15.000 candidats, inscrits sur 1503 listes réparties sur 33 circonscriptions, se sont disputés, dimanche 6 octobre 2019, les 217 sièges au 3ème parlement tunisien post-révolution de 2011. 592 listes étaient partisanes, 47 % dites indépendantes, et 190 en coalitions. 47 % des listes comprenaient des femmes, mais seulement 14 % étaient présidées par des femmes. L’équation était, en tout cas, de 69 candidats pour un seul siège.
Des sièges courus, notamment par les hommes d’affaires, par les groupes professionnels de pression, par les chercheurs d’immunité, et très peu par de véritables porteurs de projets. Cela, d’autant que les vrais arbitrages entre projets, lorsqu’ils existent, se font au sein des groupes parlementaires, et les décisions chez les états-majors des partis politiques pour le vote.
Des élections, qui ont constitué la seconde échéance électorale en moins d’un mois, et qui n’ont pas été les dernières, puisque les électeurs tunisiens seront aussi appelés à voter pour le second tour de la Présidentielle. Le tout a en quelque sorte produit une sorte de lassitude.
Des législatives qui se tiennent donc entre les deux tours d’une présidentielle, qui a pesé de tout son poids sur les législatives. Des législatives, presqu’oubliées par des médias et un public, jusqu’à quelques jours avant le vote, tenus en haleine par les péripéties de l’affaire Nabil Karoui, candidat au scrutin présidentiel toujours en prison.
Une nouvelle échéance, d’abord bâtie, non sur les personnes, mais sur l’indéfini et l’impersonnel des listes. Un système qui n’encourage pas à l’élection, contrairement aux présidentielles, pour une population habituée à voter au faciès, plus que pour des projets portés par des candidats. Des projets ou des programmes qui ont très peu intéressé les électeurs, et transformés par les candidats en promesses, tout aussi invraisemblables que très peu réalisables.
Une échéance enfin, qui intervient sur fond de mécontentement général sur le rendement de l’ancienne ARP (Assemblée des Représentants du Peuple), et très négativement impactée par l’image donnée par cette ARP, et ses députés, sur les plateaux TV et les retransmissions de ses débats. Une image de disputes sibyllines, parfois avec des jargons loin d’être politiquement corrects, et des batailles donquichottesques. Une ARP, peu productive en initiatives législatives. Une ARP, uniquement d’opposition au gouvernement quel qu’il soit, et très peu soucieuse de la situation économique et financière du pays.
C’est tout cela qui a fait ce petit pourcentage de participation aux élections.
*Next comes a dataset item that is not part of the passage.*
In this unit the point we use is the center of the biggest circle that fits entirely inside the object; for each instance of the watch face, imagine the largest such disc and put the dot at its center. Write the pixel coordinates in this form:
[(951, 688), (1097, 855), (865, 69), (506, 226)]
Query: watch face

Le pourcentage de participation aux élections avait atteint son pic en 2014, comme si le Tunisien devait prendre sa revanche sur un régime déchu. Depuis, les taux se sont inscrits dans une tendance baissière, comme si le Tunisien était fatigué des élections, comme moyen de changer les choses comme il le voudrait. Mais, peut-être aussi, des électeurs qui ne croient plus au pouvoir de leurs voix.
Un exercice, celui des élections, où le Tunisien ne retrouvait pas la démocratie comme il la comprenait lui-même. Celle de la revanche des pauvres sur les riches que les révolutionnaires lui ont dépeints comme des voleurs des richesses du pays. Celle aussi d’un Etat qui se doit de redevenir providence pour lui régler tous ses problèmes d’un coup de baguette magique. Mais aussi, une démocratie de libertés, sans brides ni même balises, avec peu de reconnaissance pour les devoirs, sauf ceux de l’Etat envers la population que le peuple veut diriger au gré de ses demandes. Ce qui est sûr, c’est que ce faible taux de participation, de 41, 32% à l’échelle nationale et de 16,4% chez les expatriés, traduit un désenchantement national du Tunisien vis-à-vis de la démocratie électorale.